In spite of their professed faith, aspects of indigenous religions still figure prominently in Swazi society. Polygamy is common. So are occult practices. According to Wikipedia,
A sangoma is a practitioner of ngoma, a philosophy based on a belief in ancestral spirits. … Sangomas believe they are able to access advice and guidance from the ancestors for their patients through possession by an ancestor, or channelling, throwing bones, or by interpreting dreams.
Our small team will be staying in Manzini, the primary industry and business center. From there, we’ll travel each day to a more rural site where our church, in partnership with a local church, has a care center. Currently in operation, but with more to come, the vision for this center includes support to the area through education, agricultural development, micro-enterprise, medical care, meals, etc.

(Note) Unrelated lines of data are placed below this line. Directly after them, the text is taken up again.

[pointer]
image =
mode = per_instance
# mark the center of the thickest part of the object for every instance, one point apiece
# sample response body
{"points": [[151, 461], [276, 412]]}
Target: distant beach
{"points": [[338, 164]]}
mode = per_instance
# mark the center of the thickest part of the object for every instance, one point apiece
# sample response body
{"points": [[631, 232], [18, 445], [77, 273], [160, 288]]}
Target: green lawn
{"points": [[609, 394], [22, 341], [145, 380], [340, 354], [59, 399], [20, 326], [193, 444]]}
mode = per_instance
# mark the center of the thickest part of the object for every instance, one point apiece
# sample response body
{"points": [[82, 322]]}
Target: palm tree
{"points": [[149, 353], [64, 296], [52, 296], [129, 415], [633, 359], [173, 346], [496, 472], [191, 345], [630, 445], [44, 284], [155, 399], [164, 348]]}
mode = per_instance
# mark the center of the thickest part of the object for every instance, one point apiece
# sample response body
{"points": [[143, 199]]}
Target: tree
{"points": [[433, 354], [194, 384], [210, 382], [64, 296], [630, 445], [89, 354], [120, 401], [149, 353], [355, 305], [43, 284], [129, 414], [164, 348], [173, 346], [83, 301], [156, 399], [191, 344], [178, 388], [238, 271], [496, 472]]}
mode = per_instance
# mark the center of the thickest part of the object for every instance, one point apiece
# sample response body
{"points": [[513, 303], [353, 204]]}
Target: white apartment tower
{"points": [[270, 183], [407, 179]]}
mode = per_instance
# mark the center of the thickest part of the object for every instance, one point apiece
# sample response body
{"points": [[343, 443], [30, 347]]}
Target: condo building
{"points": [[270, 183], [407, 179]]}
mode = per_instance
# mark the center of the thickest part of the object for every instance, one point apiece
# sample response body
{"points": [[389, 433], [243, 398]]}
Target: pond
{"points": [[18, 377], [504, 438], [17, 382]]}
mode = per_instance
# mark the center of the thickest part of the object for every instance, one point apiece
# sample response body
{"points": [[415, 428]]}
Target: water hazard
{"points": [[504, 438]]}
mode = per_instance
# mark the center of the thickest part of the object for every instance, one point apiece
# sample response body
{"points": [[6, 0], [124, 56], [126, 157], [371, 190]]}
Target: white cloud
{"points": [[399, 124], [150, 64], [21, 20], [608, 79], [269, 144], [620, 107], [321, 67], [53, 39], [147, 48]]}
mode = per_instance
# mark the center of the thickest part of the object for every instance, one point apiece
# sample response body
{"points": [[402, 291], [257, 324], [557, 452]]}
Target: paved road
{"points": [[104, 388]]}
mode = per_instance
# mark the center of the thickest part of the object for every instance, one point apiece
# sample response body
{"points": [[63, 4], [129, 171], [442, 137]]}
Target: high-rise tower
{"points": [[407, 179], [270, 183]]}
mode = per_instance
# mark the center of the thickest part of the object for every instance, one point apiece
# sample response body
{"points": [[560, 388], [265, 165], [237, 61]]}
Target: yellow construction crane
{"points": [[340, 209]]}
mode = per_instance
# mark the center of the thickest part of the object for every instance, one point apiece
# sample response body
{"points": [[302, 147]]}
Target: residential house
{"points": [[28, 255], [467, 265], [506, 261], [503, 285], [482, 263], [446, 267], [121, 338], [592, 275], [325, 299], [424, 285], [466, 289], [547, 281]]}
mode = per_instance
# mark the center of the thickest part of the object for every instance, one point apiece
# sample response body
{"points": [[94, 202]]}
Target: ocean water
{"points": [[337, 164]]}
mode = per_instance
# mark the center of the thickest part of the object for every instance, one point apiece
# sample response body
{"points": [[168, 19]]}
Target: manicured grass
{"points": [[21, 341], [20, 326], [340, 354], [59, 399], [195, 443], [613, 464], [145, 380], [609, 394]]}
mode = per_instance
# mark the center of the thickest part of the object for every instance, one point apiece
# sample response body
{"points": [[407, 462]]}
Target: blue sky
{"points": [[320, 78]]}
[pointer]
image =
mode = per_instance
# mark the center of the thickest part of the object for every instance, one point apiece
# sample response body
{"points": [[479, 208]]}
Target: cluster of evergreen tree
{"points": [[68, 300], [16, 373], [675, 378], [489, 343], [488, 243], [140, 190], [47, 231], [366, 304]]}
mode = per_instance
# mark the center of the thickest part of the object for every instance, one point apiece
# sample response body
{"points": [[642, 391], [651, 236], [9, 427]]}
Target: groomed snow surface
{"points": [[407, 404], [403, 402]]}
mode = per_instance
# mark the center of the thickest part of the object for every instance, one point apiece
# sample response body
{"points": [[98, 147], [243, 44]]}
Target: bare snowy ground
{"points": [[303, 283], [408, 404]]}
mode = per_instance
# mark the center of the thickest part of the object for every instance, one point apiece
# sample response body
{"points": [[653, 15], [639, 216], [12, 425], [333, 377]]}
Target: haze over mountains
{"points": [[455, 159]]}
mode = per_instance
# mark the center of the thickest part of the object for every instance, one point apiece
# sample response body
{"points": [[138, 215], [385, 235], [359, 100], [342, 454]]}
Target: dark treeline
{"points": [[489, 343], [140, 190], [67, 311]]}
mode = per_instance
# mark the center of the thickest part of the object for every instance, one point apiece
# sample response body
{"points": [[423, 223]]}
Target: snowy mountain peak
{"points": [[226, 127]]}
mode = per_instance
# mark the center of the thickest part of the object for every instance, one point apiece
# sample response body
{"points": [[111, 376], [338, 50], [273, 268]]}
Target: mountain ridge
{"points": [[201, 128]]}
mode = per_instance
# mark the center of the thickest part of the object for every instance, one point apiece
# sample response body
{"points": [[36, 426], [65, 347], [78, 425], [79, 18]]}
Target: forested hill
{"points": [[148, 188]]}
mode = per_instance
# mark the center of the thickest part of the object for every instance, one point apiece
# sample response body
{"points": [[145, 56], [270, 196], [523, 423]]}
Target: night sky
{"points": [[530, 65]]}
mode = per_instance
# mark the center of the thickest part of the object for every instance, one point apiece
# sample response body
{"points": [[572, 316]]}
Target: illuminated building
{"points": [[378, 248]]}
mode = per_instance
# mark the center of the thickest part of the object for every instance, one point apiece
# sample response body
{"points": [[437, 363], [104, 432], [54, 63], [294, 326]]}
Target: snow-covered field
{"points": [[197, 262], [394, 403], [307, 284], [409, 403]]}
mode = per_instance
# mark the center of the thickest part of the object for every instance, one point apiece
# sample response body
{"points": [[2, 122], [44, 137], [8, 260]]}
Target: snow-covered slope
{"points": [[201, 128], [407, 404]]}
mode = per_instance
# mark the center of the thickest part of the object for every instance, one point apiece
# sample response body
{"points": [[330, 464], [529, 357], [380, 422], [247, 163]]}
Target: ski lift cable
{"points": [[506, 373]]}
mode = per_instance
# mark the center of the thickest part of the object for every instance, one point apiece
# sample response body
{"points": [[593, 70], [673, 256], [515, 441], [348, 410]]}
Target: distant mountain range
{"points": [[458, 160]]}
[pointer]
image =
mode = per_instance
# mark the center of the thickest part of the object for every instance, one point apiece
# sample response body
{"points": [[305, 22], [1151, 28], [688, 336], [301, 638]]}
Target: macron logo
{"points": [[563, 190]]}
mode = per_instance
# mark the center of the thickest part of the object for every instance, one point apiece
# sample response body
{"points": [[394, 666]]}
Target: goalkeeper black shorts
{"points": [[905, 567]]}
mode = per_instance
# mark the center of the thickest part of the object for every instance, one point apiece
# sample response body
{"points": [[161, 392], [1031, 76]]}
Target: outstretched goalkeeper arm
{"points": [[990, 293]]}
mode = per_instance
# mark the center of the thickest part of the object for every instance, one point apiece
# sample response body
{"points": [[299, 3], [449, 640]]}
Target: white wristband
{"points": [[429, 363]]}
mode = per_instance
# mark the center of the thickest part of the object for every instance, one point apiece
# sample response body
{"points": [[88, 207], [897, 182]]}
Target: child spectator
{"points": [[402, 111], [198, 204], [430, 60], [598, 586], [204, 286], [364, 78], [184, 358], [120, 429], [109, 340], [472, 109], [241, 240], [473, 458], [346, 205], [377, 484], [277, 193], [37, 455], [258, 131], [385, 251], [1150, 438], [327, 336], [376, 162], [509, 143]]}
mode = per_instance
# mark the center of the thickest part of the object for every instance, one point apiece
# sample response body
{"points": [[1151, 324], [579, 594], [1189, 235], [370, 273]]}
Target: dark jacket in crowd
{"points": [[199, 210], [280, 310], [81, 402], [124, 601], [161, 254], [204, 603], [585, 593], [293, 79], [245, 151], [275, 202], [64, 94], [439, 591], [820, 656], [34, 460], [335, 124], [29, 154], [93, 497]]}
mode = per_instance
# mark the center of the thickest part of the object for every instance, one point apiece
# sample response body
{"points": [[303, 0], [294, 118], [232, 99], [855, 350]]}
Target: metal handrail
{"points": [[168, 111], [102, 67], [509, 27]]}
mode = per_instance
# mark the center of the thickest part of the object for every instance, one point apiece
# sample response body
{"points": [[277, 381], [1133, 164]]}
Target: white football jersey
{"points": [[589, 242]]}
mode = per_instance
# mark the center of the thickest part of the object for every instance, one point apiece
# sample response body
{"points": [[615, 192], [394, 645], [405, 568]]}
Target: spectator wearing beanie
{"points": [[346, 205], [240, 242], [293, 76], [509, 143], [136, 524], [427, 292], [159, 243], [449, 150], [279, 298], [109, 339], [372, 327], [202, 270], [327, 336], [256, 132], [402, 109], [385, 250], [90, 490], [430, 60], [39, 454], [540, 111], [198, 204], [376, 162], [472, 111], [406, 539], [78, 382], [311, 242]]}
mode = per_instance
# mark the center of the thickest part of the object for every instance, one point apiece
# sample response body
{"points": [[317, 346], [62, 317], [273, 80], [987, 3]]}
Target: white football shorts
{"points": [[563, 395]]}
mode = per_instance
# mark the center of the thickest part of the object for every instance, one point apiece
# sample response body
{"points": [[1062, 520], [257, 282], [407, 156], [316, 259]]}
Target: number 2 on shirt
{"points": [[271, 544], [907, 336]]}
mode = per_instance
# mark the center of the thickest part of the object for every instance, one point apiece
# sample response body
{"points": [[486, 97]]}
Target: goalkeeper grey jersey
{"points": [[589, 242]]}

At this early stage (the trip isn’t until October), my understanding is that my primary role will be “photographer.” I expect to document our team’s experiences, as well as the role the care center is playing in the community. It’s also possible that my gardening expertise will prove useful—in my eleven years as a Colorado Master Gardener, I often taught classes and answered questions about growing vegetables. Of course, all this is subject to change. All I know for sure is that God wants me to go.
My individual cost for this trip is a whopping $3,500. I’m quite curious to see how God will provide that amount! At this point, my faith is strong—we’ve watched him raise similar amounts in a very short time frame in the past.
I’m also quite confident that God will have plenty of surprises in store, no matter what my expectations may be. I’ll keep you posted as I prepare for what is sure to be a life-changing experience!